Estimados amigos, desde que nos enteramos por Nietzsche de que Dios había muerto, nos enfrentamos al grave problema de saber quién ­aparte de los registros oficiales informatizados­ lleva la cuenta de los hombres, o para decirlo de una manera más clara, ante la mirada de quiénes vivimos, a quién debemos rendir cuentas en el sentido ético, incluso, ya me perdonarán, en el sentido trascendental de la palabra. Porque el hombre es un ser que dialoga, que habla sin parar, y todo lo que dice, todo lo que cuenta, sus quejas y sus suplicios no son sólo meras descripciones, sino también testimonios, y el hombre pretende en secreto ­inconscientemente­ que tales testimonios se conviertan en categoría y que esta categoría se convierta en una fuerza espiritual legisladora. Dice Albert Camus en El hombre rebelde­creo que citando a otro autor­ que: "Los poetas son los legisladores del mundo". Creo que deberíamos partir de ahí. Es verdad que los poetas ­y tenemos que interpretar esta palabra de manera muy amplia, refiriéndonos a la imaginación creadora en general­ no dictan las leyes como lo hacen los legisladores en un Parlamento, pero son ellos quienes obedecen estas leyes, la Ley aún vigente en el mundo como Ley, la Ley que crea y redacta las historias, y también la Historia de la Humanidad.
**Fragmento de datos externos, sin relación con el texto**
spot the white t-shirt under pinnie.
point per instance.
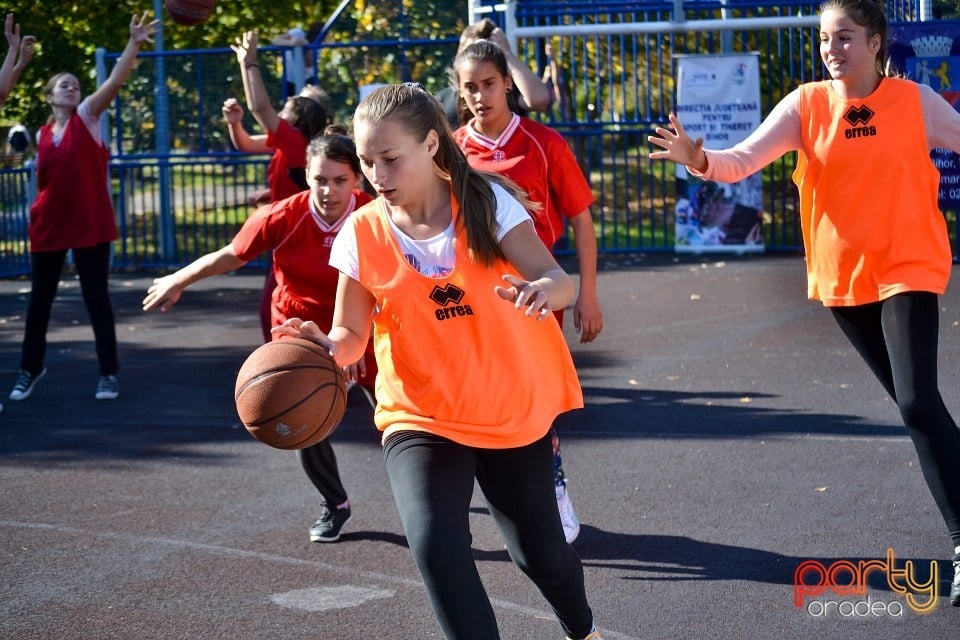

El poeta nunca podrá infringir esta Ley, puesto que entonces su obra sería injustificable, o sea, simplemente mala. Permítanme llamar a esta ley inconcebible pero poderosísima que dirige nuestro espíritu ­y a la que nosotros mismos alimentamos con nuestras vidas vividas para que siga existiendo­ permítanme que llame a esta Ley ­recurriendo en mi indecisión y a falta de otra mejor a la expresión de Thomas Mann­: el espíritu de la narración. Es esto lo que determina qué y cómo formará parte del mito, qué permanecerá en los archivos de la Historia de una Civilización a pesar de que a los ideólogos les gustaría a menudo poder decidirlo ellos mismos. Casi nunca lo logran, por lo menos de la manera que ellos quisieran. El mito se decide de modo diferente: una decisión secreta y conjunta que refleja obviamente motivaciones y necesidades reales en las que aparece la verdad. Los horizontes de nuestras vidas cotidianas están limitados por estas historias, historias que ­al fin y al cabo­ cuentan cosas sobre lo bueno y lo malo; y nuestro mundo, delimitado por estos horizontes, está plagado de susurros inagotable sobre lo bueno y lo malo. Me atreveré a hacer una declaración audaz: en cierto sentido y en cierto plano vivimos exclusivamente para satisfacer el espíritu de la narración; este espíritu, que está tomando forma incesantemente en los corazones y en las mentes de todos nosotros, ha llegado a ocupar el lugar espiritualmente intangible de Dios convirtiéndose en una mirada simbólica que sentimos sobre nosotros y bajo cuya luz lo hacemos todo ­o no lo hacemos­.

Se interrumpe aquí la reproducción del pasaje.